Les régulateurs chinois ont déclaré que les risques d’ondes de choc mondiales liées à la faillite d’Evergrande pouvaient être maîtrisés. Les documents judiciaires consultés lundi montrent qu’Evergrande doit environ 25,4 milliards de dollars à des créanciers étrangers. Son actif total d’environ 240 milliards de dollars est éclipsé par son passif total.
« Il est incontestable que l’entreprise est gravement insolvable et incapable de payer ses dettes », indiquent les documents.
Environ 90 % des activités d’Evergrande se situent en Chine continentale. Son président, Hui Ka Yan, également connu sous le nom de Xu Jiayin, a été arrêté par les autorités pour « crimes illégaux » présumés fin septembre, compliquant encore davantage les efforts de redressement de l’entreprise.

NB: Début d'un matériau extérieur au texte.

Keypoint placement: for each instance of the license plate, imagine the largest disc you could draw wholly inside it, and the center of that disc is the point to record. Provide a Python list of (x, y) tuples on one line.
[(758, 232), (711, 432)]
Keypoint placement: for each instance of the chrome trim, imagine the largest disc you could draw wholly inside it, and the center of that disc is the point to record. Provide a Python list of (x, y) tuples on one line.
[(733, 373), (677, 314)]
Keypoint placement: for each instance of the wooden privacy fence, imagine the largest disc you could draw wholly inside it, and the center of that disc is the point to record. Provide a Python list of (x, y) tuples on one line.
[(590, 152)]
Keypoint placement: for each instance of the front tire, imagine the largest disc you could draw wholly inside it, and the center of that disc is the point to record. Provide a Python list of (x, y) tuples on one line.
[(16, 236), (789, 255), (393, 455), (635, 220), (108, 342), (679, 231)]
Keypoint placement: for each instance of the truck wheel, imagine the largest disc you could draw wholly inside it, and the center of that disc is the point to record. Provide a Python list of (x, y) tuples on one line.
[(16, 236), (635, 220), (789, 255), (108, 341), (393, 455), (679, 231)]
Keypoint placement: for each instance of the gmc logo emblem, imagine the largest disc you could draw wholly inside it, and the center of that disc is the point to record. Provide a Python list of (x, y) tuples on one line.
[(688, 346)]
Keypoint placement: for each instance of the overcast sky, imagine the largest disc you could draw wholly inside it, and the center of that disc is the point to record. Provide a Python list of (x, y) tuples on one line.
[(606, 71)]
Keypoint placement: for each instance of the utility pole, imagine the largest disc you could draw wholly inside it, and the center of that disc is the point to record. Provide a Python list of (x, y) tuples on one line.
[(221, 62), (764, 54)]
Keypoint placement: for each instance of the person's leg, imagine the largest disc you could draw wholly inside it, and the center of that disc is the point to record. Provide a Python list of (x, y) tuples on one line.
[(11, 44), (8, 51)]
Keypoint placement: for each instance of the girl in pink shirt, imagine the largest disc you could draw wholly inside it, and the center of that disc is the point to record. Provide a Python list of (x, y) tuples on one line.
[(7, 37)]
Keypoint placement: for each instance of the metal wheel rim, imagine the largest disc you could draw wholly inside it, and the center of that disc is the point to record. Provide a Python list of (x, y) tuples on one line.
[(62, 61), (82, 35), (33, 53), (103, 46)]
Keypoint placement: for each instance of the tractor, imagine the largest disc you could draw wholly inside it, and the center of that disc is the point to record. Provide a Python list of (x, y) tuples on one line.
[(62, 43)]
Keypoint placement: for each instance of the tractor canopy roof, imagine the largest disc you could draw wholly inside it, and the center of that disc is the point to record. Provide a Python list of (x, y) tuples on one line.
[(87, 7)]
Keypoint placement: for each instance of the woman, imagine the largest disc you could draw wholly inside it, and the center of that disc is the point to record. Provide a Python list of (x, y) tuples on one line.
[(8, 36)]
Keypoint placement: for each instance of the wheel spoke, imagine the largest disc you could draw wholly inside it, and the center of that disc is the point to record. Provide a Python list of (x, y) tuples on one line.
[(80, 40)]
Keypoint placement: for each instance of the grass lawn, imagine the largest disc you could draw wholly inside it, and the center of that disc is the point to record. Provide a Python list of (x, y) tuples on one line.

On ne sait pas exactement comment l’ordre de liquidation affectera le système financier chinois ou les opérations d’Evergrande, qui peine à fournir des logements payés mais pas encore remis aux familles qui investissent toutes leurs économies dans de tels investissements.
Les actions d’Evergrande négociées à Hong Kong ont plongé de près de 21 % tôt lundi avant d’être suspendues. Mais l’indice de référence Hang Seng de Hong Kong a augmenté de 0,9 pour cent et certains promoteurs immobiliers ont vu leurs actions augmenter.
Le plus grand promoteur immobilier de Chine, Country Garden, a initialement gagné près de 3 pour cent, mais est resté stable. Sunac China Holdings a augmenté de 2,4 pour cent.
L’indice composite de Shanghai a chuté de 0,9 pour cent tandis que l’indice des actions A de Shenzhen a chuté de plus de 2 pour cent.
Le tribunal de Hong Kong a accordé un sursis à Evergrande en décembre pour lui laisser le temps de « peaufiner » un nouveau plan de restructuration de la dette.
Mais Chan, le juge, a déclaré qu’Evergrande « n’a pas démontré qu’il était utile pour le tribunal d’ajourner la requête – il n’y a pas de proposition de restructuration, encore moins de proposition viable qui bénéficie du soutien des majorités requises des créanciers ».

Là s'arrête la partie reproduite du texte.